Models are versioned independently of extractors:
multilingual_e5_large_instruct_v1
multilingual_e5_large_instruct_v2
multilingual_e5_large_instruct_v3
Recommended rollout:
  1. Deploy new model version alongside the old one.
  2. Update a staging collection or retriever to reference the new model.
  3. Use Analytics (/v1/analytics/retrievers/...) to compare latency and relevance.
  4. Shift traffic gradually (e.g., update a percentage of retrievers).
  5. Deprecate the previous version once validated.
Because feature URIs include extractor version, upgrading an extractor typically requires reprocessing documents or creating a new collection.

Performance & Scaling

  • Ray Serve deployments define autoscaling policies (min_replicas, max_replicas, target concurrency).
  • GPU workers host embedding and reranking models; CPU workers can serve lighter workloads.
  • Inference caching hashes (model_name, inputs, parameters) to skip repeated calls.
  • Stage telemetry (stage_statistics) exposes per-stage latency, cache hits, and token usage.

Cost Controls

  • Use sparse or hybrid strategies when domain-specific vocabulary matters—dense-only pipelines can miss rare terms.
  • Cache responses for high-volume retrievers to minimize repeated inference.
  • For LLM-based stages, set budget limits via retriever budget_limits to cap token spend and execution time.
  • Monitor cache hit rates with GET /v1/analytics/retrievers/{id}/cache-performance.

When You Need Fine-Tuning

Mixpeek does not yet offer in-platform fine-tuning. If you need domain-specific embeddings or rerankers:
  1. Train or fine-tune externally (e.g., Hugging Face, OpenAI, Vertex AI).
  2. Deploy the model to Ray Serve using a custom provider or call the external API directly from stages.
  3. Register the new model name/version in your extractor or retriever configuration.
Contact support for professional services if you require managed fine-tuning or custom deployments.

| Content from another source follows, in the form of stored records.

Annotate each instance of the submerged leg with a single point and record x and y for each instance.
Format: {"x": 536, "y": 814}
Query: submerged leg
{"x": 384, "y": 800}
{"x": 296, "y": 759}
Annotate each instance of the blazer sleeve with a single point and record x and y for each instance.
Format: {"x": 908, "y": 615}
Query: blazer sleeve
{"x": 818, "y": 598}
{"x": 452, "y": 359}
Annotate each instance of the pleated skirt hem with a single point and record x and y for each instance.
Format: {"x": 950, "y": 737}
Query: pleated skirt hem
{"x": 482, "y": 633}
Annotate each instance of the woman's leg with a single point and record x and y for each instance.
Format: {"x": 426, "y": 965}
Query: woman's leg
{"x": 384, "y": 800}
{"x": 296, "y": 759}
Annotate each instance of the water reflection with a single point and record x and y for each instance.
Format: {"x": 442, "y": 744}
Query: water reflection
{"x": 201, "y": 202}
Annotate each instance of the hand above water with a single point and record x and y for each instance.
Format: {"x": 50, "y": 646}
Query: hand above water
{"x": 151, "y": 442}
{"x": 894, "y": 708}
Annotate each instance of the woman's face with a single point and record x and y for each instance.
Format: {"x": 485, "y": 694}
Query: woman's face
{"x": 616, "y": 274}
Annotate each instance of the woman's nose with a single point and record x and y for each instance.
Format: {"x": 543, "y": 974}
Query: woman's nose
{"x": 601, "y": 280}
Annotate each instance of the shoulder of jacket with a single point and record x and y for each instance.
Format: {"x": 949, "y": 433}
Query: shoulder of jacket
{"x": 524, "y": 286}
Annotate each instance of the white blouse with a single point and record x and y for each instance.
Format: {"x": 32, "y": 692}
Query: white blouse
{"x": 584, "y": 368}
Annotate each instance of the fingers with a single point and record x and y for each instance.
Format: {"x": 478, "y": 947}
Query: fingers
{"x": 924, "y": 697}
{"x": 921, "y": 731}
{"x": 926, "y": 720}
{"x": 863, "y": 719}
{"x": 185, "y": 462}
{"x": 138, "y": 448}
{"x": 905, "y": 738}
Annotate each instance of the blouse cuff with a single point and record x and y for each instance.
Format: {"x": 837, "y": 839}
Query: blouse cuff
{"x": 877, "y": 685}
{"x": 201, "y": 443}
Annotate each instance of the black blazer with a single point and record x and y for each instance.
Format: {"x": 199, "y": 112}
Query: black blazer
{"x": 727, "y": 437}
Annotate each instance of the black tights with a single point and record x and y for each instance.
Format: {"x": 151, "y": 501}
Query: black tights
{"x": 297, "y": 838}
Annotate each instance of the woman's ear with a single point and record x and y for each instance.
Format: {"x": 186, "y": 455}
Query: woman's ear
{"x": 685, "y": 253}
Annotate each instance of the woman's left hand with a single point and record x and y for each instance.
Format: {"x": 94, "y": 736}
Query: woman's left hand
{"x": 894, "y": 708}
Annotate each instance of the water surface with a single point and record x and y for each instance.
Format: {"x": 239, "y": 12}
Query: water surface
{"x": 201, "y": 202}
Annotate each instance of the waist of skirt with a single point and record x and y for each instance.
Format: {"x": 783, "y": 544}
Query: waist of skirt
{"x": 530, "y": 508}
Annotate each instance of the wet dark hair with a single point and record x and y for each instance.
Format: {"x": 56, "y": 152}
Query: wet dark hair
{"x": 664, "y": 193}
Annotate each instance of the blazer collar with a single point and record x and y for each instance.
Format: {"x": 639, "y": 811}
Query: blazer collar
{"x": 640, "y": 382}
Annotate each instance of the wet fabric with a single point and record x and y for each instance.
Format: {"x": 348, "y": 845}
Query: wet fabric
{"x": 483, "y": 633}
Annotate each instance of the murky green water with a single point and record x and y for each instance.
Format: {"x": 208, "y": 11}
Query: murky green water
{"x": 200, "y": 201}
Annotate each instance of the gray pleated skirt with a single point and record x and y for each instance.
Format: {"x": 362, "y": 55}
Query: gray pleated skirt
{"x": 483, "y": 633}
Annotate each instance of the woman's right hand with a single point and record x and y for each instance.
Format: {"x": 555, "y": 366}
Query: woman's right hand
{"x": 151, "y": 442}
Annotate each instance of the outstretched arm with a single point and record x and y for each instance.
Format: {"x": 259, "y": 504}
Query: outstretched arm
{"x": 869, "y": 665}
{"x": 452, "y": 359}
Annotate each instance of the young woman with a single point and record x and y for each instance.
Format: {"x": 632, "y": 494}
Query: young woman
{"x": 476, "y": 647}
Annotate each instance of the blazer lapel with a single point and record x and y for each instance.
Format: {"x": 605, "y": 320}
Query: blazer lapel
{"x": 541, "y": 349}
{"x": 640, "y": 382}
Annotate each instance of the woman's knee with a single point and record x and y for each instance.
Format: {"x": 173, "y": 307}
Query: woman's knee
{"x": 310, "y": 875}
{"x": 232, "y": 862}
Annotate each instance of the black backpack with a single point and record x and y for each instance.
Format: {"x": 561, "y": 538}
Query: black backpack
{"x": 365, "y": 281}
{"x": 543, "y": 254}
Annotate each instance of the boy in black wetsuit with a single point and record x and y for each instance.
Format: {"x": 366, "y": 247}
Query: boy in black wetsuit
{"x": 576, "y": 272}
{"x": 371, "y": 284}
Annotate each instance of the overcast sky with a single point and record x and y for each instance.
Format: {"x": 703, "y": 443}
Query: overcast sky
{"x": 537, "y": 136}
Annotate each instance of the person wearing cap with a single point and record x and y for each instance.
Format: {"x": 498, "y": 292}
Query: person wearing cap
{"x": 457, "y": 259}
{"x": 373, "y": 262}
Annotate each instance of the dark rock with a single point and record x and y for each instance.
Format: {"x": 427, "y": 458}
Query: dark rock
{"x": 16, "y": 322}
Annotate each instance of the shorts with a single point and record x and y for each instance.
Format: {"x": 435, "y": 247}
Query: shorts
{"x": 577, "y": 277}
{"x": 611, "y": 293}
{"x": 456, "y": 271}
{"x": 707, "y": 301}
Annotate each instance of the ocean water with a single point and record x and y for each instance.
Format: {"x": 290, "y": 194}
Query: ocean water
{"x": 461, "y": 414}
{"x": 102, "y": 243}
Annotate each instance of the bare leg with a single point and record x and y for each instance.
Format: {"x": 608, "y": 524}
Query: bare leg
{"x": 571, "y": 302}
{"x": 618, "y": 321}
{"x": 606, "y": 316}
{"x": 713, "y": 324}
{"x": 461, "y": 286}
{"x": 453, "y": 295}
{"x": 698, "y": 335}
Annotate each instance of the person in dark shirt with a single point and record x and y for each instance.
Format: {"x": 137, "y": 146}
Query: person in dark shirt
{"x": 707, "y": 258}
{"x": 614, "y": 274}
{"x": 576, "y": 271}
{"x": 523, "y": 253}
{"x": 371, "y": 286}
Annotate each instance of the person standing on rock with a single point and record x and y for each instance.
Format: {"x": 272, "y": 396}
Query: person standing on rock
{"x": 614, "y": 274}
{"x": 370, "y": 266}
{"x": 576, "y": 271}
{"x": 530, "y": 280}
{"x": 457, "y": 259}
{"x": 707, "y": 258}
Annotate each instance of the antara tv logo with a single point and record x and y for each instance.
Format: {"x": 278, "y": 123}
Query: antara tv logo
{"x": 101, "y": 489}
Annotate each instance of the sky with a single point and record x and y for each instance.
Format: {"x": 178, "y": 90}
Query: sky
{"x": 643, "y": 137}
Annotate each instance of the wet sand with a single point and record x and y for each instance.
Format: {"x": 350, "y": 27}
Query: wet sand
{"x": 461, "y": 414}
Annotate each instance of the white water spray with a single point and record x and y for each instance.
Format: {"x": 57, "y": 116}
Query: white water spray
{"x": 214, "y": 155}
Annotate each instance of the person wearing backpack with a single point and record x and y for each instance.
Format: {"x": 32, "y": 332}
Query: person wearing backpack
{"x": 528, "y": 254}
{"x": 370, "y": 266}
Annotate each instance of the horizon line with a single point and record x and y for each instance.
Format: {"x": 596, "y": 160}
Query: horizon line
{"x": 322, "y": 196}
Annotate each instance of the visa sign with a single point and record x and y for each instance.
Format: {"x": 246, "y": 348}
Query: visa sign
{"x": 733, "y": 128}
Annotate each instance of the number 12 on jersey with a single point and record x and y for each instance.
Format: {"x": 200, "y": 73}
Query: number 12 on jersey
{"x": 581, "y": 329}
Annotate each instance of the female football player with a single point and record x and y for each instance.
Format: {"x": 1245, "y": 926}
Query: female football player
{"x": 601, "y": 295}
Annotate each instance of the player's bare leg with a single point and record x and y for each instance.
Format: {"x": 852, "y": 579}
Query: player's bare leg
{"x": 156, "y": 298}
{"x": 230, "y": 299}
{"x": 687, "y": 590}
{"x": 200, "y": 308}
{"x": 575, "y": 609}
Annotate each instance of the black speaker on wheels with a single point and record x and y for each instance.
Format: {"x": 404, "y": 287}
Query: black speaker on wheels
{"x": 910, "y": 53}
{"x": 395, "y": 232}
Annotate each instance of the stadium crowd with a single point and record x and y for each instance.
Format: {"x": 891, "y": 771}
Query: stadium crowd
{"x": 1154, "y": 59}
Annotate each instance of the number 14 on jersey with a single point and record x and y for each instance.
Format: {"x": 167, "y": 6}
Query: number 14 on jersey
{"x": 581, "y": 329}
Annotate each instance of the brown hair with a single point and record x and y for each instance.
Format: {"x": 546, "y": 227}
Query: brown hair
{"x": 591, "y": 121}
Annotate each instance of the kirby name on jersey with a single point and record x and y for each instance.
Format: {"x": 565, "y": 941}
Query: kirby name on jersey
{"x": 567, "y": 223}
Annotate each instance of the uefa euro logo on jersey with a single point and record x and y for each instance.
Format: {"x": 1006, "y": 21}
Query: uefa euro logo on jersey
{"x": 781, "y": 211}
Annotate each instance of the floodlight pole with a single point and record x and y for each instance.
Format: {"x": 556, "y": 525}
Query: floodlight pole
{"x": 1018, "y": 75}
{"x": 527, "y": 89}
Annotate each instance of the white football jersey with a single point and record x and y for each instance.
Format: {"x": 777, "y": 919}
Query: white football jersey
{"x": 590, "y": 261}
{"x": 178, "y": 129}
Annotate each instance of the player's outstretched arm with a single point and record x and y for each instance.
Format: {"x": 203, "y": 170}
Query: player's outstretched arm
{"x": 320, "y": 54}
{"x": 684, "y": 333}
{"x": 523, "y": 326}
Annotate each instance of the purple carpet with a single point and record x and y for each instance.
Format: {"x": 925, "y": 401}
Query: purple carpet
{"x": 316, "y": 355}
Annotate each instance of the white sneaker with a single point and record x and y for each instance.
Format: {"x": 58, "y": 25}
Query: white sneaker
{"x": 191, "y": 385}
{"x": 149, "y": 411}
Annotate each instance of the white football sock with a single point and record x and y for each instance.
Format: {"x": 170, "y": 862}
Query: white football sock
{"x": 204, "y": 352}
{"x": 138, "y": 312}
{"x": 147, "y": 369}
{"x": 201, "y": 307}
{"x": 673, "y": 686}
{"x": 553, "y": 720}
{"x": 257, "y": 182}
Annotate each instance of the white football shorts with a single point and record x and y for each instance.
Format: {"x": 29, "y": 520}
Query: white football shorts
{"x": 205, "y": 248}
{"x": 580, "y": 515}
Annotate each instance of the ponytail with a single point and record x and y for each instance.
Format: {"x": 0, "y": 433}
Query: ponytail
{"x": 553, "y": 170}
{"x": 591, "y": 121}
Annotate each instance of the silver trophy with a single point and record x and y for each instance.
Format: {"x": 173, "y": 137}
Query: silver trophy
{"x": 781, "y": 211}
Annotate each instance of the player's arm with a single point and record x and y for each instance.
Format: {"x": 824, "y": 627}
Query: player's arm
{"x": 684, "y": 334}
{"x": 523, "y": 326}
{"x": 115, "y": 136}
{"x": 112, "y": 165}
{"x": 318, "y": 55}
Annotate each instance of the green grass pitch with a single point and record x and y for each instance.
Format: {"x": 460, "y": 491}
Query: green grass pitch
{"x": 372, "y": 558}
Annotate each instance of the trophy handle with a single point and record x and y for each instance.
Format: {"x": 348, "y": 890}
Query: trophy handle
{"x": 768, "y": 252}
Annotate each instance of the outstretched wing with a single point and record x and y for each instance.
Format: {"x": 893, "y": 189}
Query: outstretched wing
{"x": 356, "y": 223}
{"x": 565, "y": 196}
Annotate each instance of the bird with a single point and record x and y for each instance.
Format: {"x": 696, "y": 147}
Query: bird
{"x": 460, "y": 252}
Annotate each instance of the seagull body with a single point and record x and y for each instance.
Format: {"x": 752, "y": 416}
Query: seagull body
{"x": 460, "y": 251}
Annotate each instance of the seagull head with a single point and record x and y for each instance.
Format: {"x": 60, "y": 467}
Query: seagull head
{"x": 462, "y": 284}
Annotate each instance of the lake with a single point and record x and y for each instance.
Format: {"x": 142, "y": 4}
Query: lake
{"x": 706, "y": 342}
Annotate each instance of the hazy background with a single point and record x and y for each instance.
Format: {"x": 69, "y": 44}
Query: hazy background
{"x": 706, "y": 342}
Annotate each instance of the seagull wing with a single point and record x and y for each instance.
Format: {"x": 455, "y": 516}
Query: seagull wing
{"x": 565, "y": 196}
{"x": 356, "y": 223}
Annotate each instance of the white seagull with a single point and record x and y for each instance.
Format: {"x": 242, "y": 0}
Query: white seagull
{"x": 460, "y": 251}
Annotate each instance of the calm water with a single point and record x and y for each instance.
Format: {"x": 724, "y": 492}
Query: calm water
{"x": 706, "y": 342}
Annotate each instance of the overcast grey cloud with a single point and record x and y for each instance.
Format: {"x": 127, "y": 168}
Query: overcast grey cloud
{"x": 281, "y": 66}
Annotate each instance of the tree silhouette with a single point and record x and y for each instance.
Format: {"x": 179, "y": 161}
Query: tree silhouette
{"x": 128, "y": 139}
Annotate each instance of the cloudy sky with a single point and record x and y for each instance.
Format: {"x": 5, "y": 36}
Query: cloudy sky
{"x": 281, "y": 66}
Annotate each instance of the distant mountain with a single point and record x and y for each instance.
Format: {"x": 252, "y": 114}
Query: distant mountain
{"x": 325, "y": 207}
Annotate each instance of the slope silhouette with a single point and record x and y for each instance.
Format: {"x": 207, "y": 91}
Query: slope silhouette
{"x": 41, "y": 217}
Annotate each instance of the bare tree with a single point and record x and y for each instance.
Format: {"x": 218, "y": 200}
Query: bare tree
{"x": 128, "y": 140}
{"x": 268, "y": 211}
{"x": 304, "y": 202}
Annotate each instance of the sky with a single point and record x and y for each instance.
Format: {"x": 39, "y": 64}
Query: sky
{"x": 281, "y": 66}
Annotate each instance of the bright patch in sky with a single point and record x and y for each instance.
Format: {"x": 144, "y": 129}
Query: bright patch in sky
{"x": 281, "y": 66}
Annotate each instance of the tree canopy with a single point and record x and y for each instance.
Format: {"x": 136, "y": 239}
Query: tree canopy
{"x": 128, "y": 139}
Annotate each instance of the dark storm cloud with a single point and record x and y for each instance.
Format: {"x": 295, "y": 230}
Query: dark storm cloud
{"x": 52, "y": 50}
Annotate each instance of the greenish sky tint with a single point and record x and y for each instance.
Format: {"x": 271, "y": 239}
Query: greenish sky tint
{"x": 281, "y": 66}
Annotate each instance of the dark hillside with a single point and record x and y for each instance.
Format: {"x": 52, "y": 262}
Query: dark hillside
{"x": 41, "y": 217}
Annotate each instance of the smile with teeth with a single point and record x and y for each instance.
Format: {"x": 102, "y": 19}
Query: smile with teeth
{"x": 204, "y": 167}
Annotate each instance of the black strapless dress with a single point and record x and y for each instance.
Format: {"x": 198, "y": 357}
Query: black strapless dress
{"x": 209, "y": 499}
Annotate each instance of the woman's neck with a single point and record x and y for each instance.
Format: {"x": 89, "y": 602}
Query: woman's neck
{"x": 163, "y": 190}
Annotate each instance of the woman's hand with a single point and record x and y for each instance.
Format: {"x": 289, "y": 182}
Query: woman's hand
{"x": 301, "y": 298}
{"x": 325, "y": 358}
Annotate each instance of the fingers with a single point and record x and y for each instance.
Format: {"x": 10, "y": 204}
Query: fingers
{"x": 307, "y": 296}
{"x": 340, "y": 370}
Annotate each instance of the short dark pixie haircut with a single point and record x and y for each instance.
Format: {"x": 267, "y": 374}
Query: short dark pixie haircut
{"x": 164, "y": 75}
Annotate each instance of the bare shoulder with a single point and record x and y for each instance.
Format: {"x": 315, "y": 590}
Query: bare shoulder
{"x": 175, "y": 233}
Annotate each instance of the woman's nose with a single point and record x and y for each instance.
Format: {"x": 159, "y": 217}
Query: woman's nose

Checklist Before Switching Models

  1. Update lower environments (dev/staging) first; ensure collections reprocess with the new model.
  2. Validate vector dimensions match expectations—retrievers must reference the correct feature URI.
  3. Monitor latency and cache metrics after rollout.
  4. Communicate index signature changes to teams relying on cached responses.
  5. Plan reindex time for large collections if the model upgrade changes vector dimensionality.
Mixpeek’s model registry lets you evolve retrieval quality continuously without pausing ingestion or rewriting pipelines. Pick the right model for the job, monitor real-time telemetry, and roll out upgrades confidently.